| Bug #11623 | ndb process became unresponsive but didn't really die | ||
|---|---|---|---|
| Submitted: | 28 Jun 2005 21:45 | Modified: | 1 Sep 2005 6:54 | 
| Reporter: | Patrick Chun | Email Updates: | |
| Status: | Closed | Impact on me: | |
| Category: | MySQL Cluster: Cluster (NDB) storage engine | Severity: | S1 (Critical) | 
| Version: | 4.1.12 | OS: | Linux (Linux 2.4.20-31.9) | 
| Assigned to: | Jonas Oreland | CPU Architecture: | Any | 
   [29 Jun 2005 8:58]
   Jonas Oreland        
  Have you tried "StopOnError: N" This way ndbd will automatically restart it self...
   [29 Jun 2005 19:37]
   Patrick Chun        
  Thank you for the tip. We have not tried modifying the 'StopOnError' parameter to 'N' for ndb so that it will restart after an error. We will give this a try. However, given that this error is not easily reproducible, it will be difficult to report back as to its effectiveness. Anyhow, perhaps it would still be better to get to the bottom of the problem as to why ndb process would become unresponsive. We have the trace file, if needed. Yours, Patrick Chun
   [2 Aug 2005 9:49]
   Martin Skold        
  Could be duplicate of bug#9961?
   [3 Aug 2005 5:35]
   Patrick Chun        
  Yes, it looks the same as the "GCP stop" error (Bug #9961) for Version 5.x clustering. The line number is also the same (NDBCNTR (Line: 193)).
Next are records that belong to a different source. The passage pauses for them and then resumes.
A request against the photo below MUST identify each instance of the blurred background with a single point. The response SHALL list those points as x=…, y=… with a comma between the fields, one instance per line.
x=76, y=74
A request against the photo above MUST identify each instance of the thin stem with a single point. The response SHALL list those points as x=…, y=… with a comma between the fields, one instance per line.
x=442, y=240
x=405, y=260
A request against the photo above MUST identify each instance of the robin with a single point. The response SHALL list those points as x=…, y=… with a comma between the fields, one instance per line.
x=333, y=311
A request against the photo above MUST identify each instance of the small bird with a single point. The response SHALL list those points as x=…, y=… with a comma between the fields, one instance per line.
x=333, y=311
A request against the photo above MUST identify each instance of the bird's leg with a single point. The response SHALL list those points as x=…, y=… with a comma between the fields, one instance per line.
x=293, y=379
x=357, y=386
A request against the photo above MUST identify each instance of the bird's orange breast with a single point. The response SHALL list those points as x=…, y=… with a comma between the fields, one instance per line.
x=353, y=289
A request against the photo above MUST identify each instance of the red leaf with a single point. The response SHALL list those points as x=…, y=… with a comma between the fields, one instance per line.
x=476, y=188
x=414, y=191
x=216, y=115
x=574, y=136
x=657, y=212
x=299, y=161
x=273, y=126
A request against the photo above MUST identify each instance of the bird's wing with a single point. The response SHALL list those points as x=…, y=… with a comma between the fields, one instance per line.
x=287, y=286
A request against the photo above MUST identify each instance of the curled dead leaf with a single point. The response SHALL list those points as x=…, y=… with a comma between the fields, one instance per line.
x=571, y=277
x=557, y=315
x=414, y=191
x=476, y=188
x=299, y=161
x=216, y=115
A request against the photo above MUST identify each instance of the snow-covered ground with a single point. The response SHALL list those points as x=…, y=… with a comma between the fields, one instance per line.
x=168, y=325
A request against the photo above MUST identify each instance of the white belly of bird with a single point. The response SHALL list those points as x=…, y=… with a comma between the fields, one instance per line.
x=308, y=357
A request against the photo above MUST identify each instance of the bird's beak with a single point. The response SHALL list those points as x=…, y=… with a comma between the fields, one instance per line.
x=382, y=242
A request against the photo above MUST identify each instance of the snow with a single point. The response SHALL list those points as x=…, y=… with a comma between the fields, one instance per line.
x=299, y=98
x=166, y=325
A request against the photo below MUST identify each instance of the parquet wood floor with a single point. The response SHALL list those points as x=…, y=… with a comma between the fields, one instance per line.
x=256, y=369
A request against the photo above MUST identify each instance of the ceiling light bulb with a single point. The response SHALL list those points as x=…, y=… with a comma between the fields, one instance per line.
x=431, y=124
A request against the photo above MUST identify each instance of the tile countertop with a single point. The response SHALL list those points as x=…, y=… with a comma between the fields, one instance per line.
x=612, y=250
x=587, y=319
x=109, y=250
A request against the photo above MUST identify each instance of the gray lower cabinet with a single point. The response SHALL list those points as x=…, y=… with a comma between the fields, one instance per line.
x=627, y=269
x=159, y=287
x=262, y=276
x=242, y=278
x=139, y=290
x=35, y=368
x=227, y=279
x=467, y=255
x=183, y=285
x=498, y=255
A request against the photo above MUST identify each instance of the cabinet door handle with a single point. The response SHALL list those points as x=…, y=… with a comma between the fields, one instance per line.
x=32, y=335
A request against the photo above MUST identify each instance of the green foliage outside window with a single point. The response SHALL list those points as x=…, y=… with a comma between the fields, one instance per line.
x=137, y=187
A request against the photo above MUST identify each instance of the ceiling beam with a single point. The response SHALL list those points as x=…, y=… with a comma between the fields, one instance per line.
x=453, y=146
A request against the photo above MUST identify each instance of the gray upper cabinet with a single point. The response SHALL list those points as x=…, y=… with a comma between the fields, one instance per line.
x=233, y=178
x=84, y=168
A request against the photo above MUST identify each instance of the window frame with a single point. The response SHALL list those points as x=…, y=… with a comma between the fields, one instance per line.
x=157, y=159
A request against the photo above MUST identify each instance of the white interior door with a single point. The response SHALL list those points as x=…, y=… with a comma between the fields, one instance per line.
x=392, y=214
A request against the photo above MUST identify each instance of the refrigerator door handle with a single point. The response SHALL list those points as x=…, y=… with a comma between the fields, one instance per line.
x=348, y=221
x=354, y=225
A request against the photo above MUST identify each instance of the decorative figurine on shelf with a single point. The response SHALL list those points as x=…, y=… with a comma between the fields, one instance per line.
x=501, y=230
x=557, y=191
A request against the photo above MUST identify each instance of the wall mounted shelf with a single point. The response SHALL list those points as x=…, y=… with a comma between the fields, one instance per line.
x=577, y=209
If Jonas Oreland can kindly fix in future 4.1.x release, it would be perfect!
   [3 Aug 2005 17:29]
   Patrick Chun        
  The trace log file regarding this ndbd server crash
Attachment: ndb_2_trace.log.7.txt (text/plain), 165.15 KiB.
   [1 Sep 2005 6:54]
   Jonas Oreland        
  I think the conclusion was that this is a duplicate of 9961. So I'm closing it...
   [7 Sep 2005 12:06]
   Bugs System        
  A patch for this bug has been committed. After review, it may be pushed to the relevant source trees for release in the next version. You can access the patch from: http://lists.mysql.com/internals/29422


Description: When we tried to access the cluster at around 10am today, we got error message thru our application saying: Can't lock file (errno: 4009) We have also found in our error log file 'ndb_2_error.log': Date/Time: Monday 27 June 2005 - 05:03:18 Type of error: error Message: System error Fault ID: 2303 Problem data: Node 2 killed this node because GCP stop was detected Object of reference: NDBCNTR (Line: 193) 0x0000000a ProgramName: /usr/sbin/ndbd ProcessID: 3529 TraceFile: /var/lib/mysql-cluster/ndb_2_trace.log.7 Version 4.1.12 The ndb process apparently became unresponsive at 5:03am, but, at around 10am, it can still be seen when using something like 'ps aux'. This machine was running seemingly normally on the day before; we were doing normal SQL SELECT/UPDATE/INSERT without any apparent problem. Curiously, this machine was not used at or around 5am, Monday -- the time of crash; it was just sitting in our lab. When our team got back to work in the morning and when we tried to execute the above-mentioned command '/sur/bin/ndb_mgm -e shutdown', we can see that this didn't kill the ndbd process(es) even though 'ps aux' can still see them. How to repeat: The ndbd process seems stable most of the time. The above symptom only happen once in a while. Suggested fix: It will not be a show-stopper as it is now if ndbd could be changed so that it would dies totally instead of hanging around but become totally unresponsive. This way, once it has died, it would not be detected by 'ps aux' and sever scripts could be written to re-start it.